Safari utf8 fix - why?

Hello!

Could somebody direct me to the explanation of Safari UTF8 fix in
browser_filters plugin, namely WHY we need that? For what version of
Safari etc…

There is a mention of a Safari bug on the wiki, but nothing specific,
and google tells me nothing, and plugin code is silent, too…

I ask because I am working on an app which sometimes returns some
JavaScript code in xmlhttprequest response and this Safari fix breaks
the strings inside the code.

This application also uses form_remote with Ajax helpers, and I had
no problem with various strange characters before the fix (MacOSX
10.4.3, Safari 2.0.2). I know for sure, because these characters are
now encoded and break my javascript code, but not results of my forms
(without plugin both work OK).

Does an application need this fix if users are guaranteed to run
latest Safari?

izidor

On 3-dec-2005, at 11:34, Izidor J. wrote:

Hello!

Could somebody direct me to the explanation of Safari UTF8 fix in
browser_filters plugin, namely WHY we need that? For what version
of Safari etc…
I think it’s for versions of Safari older than 2.0, and what it does
is it replaces all the “higher” characters (above ASCII range) that
are UTF-8 chars into their decimal entity equivalents (थ)

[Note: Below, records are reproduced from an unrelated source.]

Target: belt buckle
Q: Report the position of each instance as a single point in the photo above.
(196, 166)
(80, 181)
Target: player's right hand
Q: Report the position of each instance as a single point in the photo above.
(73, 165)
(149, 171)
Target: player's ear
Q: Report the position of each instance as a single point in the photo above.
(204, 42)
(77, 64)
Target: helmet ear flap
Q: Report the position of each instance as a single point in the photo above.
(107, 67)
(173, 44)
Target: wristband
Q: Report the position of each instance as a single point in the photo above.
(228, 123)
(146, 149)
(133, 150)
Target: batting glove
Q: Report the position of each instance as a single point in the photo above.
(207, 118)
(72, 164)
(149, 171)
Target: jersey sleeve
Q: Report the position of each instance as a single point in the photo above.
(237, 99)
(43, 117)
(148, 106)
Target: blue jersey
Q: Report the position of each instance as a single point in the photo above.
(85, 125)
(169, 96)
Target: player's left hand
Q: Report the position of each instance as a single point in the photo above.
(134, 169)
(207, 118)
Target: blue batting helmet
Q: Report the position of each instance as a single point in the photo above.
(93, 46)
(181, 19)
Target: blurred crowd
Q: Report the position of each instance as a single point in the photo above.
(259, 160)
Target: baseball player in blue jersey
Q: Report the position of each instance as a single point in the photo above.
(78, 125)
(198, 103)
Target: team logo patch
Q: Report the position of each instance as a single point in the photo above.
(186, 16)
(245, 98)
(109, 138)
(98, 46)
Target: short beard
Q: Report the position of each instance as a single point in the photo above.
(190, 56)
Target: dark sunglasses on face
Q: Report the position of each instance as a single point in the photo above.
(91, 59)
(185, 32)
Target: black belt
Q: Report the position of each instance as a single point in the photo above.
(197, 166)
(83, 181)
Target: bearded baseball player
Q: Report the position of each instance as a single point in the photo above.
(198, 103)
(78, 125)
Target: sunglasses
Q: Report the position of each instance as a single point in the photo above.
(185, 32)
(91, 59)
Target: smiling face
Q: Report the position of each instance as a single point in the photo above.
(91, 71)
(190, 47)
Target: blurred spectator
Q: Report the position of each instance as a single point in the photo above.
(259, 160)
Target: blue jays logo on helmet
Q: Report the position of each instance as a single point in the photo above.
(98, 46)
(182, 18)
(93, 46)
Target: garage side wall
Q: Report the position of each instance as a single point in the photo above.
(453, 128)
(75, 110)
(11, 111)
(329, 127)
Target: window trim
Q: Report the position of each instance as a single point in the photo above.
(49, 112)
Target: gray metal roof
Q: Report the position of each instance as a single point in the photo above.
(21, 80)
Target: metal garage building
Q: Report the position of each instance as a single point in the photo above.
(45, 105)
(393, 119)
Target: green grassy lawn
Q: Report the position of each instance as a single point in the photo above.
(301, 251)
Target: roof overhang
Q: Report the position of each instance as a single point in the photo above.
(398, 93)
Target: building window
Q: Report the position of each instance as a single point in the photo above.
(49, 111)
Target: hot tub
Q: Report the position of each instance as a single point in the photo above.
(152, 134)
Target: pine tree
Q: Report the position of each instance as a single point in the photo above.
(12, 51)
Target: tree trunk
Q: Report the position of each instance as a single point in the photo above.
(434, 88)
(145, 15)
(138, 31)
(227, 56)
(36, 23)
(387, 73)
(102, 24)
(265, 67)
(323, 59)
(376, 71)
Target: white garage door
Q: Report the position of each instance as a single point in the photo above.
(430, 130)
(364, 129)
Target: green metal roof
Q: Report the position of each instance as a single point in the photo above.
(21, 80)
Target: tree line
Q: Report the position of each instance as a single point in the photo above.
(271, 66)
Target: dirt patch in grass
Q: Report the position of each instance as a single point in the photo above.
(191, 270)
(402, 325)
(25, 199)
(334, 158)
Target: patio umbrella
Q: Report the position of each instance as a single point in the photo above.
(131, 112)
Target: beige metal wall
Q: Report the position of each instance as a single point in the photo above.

I assume the JS parser in Safari barks on those, but I need to make
some tests to verify it. I think the problem sums up to the fact that
older versions of
Safari always assume AJAX responses to be ISO-encoded UNLESS they
contain an xml prolog with charset in it. However, inserting an XML
prolog
most likely make Safari try to parse it accordingly. I also had
problems with this on Firefox (albeit of different kind) - the thing
is XMLHTTPRequest looks to be meant to transport, well, XML, and
browsers look for the prolog. So there are a few fixes to try, I think:

  1. try to exclude all script tags from the entity encoding
  2. try to wrap the response into a bogus XML container or perpend a
    prolog to it (that’s what I was doing recently instead of reencoding
    the response):
    response.body =’<?xml version="1.0" encoding="utf-8"?>’ +
    response.body
  3. and of course test thoroughly on Panther

no problem with various strange characters before the fix (MacOSX
10.4.3, Safari 2.0.2). I know for sure, because these characters
are now encoded and break my javascript code, but not results of my
forms (without plugin both work OK).

Does an application need this fix if users are guaranteed to run
latest Safari?

I think it doesn’t, but not that many users will install Tiger (which
is the only way to get to Safari 2).

On 4-dec-2005, at 20:45, Izidor J. wrote:

quite obvious result, but I did the testing anyway).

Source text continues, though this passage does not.